Prologue
Amelia
Quickening my pace, I race up the last few steps to the door of the townhouse. With shaking hands, I struggle to get the key in and finally manage to unlock the door after the third try.
Leo will be home soon, and he’s never happy when dinner isn’t ready for him by the time he walks through the door. The worst part is that I don’t even know what I want to cook tonight, and god forbid I order takeout.
I don’t know how we got here, but I know this isn’t a normal relationship. I hate myself a little more each day because I won’t just end it, but it’s comfortable at this point.
As I start mentally preparing the meal, I think about my life and the plan I started for my future. I need to have my ducks in a row because my life is so entwined with Leo’s.
I should make a list of what I need to do to help me focus.
I walk over to my container plants and grab some fresh tomatoes, wondering if I have what it takes to start the aquaponics farm I’ve been dreaming of. Self-doubt kicks in with the thought.
Do I even have what it takes to start a business?
It doesn’t help when you’re told over and over that you can’t make a living farming. Or that you aren’t good enough to follow through with anything, let alone start a business.
While the sauce is simmering, I pull out my tablet to look at the plans I’ve come up with. I have my whole aquaponic farm fully planned out, from building plans to how I would execute it, the best mediums to use for each plant, and which fish is best for each section. Growing produce and flowers has always been my passion, and because of this, I took more biology classes than needed for my psychology degree just so I could learn everything I could about it.
It’ll be fully sustainable and able to provide produce to restaurants and other businesses wherever I decide to end up.
During my research, I found a new grant in New Mexico that’s trying to bring start-up businesses to the state, and agriculture is listed as a category they’re accepting applications for.
To hell with it. I’m going to start filling out the application.
I won’t know if they approve it for almost a year. So that gives me plenty of time to figure out my next steps.
After I prepare the garlic bread and start to boil the water for the pasta, the door opens, and Leo walks in, immediately taking his jacket off and draping it across the couch as he walks by.
I tense as I realize I didn’t shut the tablet down before Leo makes his way up behind me.
“Looking at all your unrealistic plans, Amelia? Where are you going to build that in the city where our lives are?”
This is the same fight we have every time he finds me looking at my plans.
“It’s not unrealistic, Leo. It’s possible even in the city. I just don’t want it to happen here,” I respond, voicing this out loud for the first time.
I hate it here. He knows it. I only came to DC because I got a fantastic scholarship for college.
Leo stops pulling things out of his pocket to put in the bowl in the hallway and slowly turns. Alarm bells go off in my head.
While Leo has never been physically abusive, he’s very much the kind of man who wants it his way or the highway, and everyone has to fit into his life exactly how he wants it. There is no negotiating with him.
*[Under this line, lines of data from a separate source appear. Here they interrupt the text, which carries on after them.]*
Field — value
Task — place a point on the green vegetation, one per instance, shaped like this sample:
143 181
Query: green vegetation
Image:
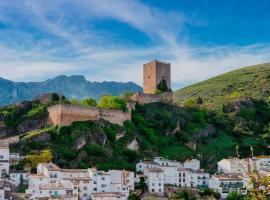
84 102
243 83
112 102
160 129
162 86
“What do you mean you don’t want it to happen here, Amelia? My career is here. We’re not going to go to some backwoods town and deal with hicks or boring crimes. Our life is here, end of story,” Leo says as he narrows his eyes, daring me to argue.
“Your career is here, Leo, but I’m not happy here. You know this. Hell, everyone knows this. I got an email earlier about a great grant for people willing to start a new business in New Mexico. I’d like to explore the possibility of this.” I snap my mouth closed, unsure where this word vomit is coming from.
“New Mexico!?” Leo roars, and my eyes go big.
Shit, I’ve never seen him this angry, mostly because I never talk back. I’ve learned it’s easier to go with whatever he wants, but I don’t want to do that anymore.
“Unless I’m relocated, I’m not leaving this city. This is where I’m building my career, and you agreed to support me. The promotion I’m eligible for is coming up soon, and I will not let some pipe dream of yours ruin my life. You’re not smart enough to start a business. You can’t even fund it because I sure as fuck won’t help you financially. You never see anything through. You’ll fixate on it for a couple of months, then get bored and move on.” He’s in my face, and damn, are his words cutting deep.
Maybe it’s my fault. I’ve never really talked about how serious I am about this, and he just thinks it’s one of my ADHD fixations.
“I have an image to uphold, Amelia, and you will not ruin this for me. Do you understand?”